In an in vivo eye irritation study carried out in accordance with OECD Test Guideline 405, and to GLP, 0.1 g of powdered palladium di(4-oxopent-2-en-2-oate) was instilled into the conjunctival sac of one eye of 3 male New Zealand White rabbits. Following instillation the eyelids were held closed for several seconds. Washing with physiological saline was performed at 24, 48 and 72 hours. The eyes were examined at 1, 24, 48, 72 hours, 1, 2 and 3 weeks after treatment, and scored according to the Draize system. Significant conjunctival redness, discharge, and chemosis were seen in all animals, and corneal opacity in 2 rabbits, within 1 hr of instillation. These were not fully reversible within the 3‑week observation period. According to EU CLP criteria (EC 1272/2008), palladium di(4-oxopent-2-en-2-oate) should be classified as Category 1 (irreversible effects on the eye) (Kiss, 2012b).

 

In contrast, in two in vitro assays, palladium di(4-oxopent-2-en-2-oate) was negative for eye irritation. In the first in vitro eye irritation study in isolated chicken eyes, performed in accordance with OECD Test Guideline 438 and to GLP, palladium di(4-oxopent-2-en-2-oate) appeared to be not severely irritating/corrosive and would not require classification as a severe eye irritant. However, the test substance remained adhered to the corneal surface after the post-treatment rinse. As such, an in vivo study is required to determine classification (Kiss, 2012c). It was also negative in an in vitro chorioallantoic membrane (CAM) assay using incubated hens eggs. As no irritation of the mucous membranes was seen, palladium di(4-oxopent-2-en-2-oate) in this study would not have predicted eye irritation in vivo (Albrecht, 2006).

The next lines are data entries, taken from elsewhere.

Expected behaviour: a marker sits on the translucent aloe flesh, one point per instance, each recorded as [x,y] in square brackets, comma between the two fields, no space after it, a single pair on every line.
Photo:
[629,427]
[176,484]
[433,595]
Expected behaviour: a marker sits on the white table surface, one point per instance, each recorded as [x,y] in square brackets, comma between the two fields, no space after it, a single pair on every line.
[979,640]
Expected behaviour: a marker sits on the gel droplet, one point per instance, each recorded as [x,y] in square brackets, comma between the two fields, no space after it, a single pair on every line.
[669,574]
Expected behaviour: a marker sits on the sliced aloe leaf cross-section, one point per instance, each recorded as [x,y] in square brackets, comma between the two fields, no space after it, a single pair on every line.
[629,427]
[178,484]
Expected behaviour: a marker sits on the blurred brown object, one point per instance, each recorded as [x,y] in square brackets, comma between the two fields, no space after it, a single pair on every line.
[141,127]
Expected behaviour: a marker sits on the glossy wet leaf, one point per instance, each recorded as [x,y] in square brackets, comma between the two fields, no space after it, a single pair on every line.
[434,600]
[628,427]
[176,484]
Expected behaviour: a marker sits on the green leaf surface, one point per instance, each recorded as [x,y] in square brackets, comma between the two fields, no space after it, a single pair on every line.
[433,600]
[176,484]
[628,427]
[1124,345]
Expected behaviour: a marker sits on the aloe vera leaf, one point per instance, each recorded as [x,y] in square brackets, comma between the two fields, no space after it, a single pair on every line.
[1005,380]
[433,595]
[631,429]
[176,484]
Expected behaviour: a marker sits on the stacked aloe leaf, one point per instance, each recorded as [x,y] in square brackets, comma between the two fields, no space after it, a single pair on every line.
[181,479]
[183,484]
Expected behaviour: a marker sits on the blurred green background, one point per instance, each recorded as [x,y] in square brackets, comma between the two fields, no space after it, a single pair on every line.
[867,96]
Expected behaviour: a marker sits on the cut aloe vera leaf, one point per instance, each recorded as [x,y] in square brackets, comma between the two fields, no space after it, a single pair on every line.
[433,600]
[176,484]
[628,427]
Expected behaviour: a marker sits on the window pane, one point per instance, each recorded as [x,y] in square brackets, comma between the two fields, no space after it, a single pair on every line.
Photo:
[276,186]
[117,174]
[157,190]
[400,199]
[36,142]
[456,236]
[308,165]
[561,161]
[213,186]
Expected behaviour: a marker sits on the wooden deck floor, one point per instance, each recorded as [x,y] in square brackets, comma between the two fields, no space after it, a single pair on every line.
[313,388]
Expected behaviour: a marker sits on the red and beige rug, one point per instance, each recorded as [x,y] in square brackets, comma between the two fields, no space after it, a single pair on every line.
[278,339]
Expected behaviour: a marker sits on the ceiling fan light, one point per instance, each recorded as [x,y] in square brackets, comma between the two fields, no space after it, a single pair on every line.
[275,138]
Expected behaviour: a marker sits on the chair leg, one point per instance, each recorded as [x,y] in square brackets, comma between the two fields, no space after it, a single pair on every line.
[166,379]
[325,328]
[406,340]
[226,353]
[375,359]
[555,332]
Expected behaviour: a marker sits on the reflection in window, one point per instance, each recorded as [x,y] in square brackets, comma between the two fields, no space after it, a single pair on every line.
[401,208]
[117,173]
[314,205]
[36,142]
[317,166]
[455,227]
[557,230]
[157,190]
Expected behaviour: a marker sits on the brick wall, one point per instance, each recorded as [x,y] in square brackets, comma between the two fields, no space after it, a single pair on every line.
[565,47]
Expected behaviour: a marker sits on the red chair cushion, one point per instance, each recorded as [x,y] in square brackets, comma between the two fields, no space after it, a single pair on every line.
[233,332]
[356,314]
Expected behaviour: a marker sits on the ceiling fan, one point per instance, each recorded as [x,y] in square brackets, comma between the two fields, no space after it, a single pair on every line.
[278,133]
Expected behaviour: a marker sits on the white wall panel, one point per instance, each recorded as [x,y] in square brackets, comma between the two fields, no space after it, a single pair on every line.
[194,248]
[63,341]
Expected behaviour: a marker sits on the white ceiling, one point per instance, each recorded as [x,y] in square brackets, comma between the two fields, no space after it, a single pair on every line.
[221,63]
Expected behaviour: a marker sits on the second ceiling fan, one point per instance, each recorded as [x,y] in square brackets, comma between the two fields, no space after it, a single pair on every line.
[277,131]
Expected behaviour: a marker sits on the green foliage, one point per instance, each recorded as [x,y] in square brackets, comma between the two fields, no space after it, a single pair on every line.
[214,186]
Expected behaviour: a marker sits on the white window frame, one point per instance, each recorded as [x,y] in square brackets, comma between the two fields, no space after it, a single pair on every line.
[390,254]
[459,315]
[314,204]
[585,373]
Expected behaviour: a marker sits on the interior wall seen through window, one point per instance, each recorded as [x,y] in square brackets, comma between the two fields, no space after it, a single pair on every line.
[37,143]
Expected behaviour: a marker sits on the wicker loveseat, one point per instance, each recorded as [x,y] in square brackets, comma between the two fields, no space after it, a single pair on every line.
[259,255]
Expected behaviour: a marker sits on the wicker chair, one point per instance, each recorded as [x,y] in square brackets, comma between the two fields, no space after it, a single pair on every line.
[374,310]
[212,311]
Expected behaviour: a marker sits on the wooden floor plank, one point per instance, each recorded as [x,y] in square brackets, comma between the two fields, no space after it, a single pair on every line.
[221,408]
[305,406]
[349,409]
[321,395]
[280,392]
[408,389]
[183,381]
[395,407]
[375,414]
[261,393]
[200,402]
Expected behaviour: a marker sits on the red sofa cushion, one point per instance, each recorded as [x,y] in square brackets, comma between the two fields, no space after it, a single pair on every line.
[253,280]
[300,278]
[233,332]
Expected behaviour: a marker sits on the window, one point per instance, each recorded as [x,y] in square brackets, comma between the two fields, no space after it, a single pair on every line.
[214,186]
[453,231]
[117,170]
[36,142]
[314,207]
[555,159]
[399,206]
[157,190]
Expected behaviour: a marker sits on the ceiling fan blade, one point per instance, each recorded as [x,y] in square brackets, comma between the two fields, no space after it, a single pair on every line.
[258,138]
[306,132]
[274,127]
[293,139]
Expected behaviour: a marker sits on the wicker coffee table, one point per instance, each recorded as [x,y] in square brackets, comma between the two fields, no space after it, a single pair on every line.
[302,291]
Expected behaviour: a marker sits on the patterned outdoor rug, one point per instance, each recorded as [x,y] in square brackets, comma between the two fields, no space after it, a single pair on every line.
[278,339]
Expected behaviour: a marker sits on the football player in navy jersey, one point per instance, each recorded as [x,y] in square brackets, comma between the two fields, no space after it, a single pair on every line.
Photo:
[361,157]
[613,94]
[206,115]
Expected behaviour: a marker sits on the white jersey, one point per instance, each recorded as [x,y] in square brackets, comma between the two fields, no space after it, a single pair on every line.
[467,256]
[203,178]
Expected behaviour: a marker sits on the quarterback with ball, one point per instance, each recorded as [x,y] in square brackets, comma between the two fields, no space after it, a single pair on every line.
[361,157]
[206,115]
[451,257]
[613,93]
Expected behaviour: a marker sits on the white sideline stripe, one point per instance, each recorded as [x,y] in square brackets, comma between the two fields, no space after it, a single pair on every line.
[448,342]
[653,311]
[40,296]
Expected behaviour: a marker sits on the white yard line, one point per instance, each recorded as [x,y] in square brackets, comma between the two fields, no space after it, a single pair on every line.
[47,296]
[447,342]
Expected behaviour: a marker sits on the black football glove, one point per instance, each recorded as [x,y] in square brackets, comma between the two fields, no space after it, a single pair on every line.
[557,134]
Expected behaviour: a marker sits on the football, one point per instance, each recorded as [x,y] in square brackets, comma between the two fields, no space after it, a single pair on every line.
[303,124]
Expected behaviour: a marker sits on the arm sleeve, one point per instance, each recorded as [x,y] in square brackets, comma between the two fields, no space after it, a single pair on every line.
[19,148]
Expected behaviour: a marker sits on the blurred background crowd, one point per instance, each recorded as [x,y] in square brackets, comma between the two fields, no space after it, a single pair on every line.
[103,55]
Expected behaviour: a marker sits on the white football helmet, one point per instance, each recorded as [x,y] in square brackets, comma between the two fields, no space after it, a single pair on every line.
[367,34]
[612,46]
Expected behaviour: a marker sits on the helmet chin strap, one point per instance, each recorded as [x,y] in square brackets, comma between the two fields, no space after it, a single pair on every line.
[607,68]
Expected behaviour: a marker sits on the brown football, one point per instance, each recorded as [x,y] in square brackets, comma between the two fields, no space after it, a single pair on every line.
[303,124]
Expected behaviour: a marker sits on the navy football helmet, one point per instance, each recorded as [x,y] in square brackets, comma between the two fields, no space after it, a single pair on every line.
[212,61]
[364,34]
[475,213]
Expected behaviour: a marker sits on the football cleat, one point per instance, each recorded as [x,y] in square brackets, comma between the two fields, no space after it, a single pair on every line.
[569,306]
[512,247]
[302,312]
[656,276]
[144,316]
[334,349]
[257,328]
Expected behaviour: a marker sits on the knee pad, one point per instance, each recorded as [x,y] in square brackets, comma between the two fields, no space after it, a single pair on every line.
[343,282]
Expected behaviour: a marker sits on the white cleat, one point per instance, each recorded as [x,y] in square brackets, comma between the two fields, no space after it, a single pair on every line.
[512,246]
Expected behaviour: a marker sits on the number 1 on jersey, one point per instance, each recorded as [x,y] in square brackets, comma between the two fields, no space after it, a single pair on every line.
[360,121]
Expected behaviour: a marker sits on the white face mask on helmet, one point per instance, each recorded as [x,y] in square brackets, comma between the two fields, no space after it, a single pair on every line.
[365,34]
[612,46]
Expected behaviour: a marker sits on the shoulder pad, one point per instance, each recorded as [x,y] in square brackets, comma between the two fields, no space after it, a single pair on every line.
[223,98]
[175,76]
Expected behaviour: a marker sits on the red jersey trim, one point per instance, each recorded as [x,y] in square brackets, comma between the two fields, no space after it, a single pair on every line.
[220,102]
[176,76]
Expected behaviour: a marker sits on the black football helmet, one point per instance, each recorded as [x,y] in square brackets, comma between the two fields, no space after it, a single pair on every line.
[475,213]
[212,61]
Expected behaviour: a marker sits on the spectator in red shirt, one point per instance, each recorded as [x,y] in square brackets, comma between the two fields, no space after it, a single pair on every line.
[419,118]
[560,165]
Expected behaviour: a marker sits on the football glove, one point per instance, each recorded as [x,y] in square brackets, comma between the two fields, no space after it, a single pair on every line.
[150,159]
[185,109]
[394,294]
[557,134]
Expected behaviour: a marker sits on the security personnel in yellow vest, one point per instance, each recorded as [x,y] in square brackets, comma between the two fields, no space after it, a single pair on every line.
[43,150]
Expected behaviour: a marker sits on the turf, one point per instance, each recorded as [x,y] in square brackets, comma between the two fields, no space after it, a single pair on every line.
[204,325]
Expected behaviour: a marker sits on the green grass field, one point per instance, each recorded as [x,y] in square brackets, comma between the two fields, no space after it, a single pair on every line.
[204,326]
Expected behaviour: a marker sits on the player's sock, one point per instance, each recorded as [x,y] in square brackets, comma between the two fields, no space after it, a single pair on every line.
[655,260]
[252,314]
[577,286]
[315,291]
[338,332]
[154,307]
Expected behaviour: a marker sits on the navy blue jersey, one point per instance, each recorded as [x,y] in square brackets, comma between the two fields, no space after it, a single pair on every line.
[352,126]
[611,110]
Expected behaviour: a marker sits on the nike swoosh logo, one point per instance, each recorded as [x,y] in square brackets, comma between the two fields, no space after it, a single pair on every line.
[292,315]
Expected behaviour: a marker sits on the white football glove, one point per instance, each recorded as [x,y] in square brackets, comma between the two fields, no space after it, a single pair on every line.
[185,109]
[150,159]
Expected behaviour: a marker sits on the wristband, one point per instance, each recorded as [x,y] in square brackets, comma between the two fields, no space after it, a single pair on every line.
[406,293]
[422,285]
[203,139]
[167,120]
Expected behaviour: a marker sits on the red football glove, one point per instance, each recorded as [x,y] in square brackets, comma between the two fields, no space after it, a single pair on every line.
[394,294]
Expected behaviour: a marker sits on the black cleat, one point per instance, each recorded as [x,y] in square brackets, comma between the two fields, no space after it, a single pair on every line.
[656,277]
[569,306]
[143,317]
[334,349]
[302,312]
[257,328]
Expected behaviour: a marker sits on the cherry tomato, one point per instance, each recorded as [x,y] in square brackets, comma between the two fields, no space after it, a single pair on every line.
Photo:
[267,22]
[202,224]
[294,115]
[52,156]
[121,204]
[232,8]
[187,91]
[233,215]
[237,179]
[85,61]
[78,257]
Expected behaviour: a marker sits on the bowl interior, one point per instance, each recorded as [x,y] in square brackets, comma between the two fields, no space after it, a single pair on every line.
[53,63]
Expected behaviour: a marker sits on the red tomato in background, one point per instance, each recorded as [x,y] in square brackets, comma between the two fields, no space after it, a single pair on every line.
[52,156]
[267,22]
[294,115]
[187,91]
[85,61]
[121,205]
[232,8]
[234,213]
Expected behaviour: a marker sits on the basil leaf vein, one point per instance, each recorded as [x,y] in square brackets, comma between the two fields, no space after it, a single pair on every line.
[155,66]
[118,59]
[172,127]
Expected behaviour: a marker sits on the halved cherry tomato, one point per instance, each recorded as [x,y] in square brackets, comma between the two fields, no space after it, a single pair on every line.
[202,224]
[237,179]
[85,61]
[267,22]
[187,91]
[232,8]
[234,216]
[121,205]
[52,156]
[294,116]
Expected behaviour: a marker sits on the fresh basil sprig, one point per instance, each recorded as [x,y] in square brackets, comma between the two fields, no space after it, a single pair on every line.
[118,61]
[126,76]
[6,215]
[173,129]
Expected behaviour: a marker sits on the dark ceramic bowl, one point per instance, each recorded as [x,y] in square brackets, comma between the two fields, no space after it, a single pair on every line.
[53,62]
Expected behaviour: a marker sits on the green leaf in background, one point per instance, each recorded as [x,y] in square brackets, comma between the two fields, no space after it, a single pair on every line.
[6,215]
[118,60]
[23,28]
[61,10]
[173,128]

No respiratory tract irritation data were identified. A new study was not conducted as it is not a REACH Standard Information Requirement. Further, the compound is not expected to reach the lungs in appreciable quantities (based on respiratory tract deposition modelling data). Thus, inhalation will not be a significant route of exposure.



Justification for selection of skin irritation / corrosion endpoint:
OECD guideline study, to GLP, and the only skin irritation study available.

Justification for selection of eye irritation endpoint:
OECD guideline study, to GLP. This in vivo study shows the most severe effect.

Justification for classification or non-classification

Based on the results of the available reliable in vitro skin irritation study, there is no requirement to classify palladium di(4-oxopent-2-en-2-oate) for skin irritation under EC Regulation 1272/2008.

However, palladium di(4-oxopent-2-en-2-oate) produced effects on the conjunctivae and cornea in rabbit eyes in a reliable in vivo study. As these effects were not fully reversed within a 3-week observation period, the substance should be classified as Category 1 (irreversible effects on the eye) in accordance with EU CLP criteria (EC 1272/2008).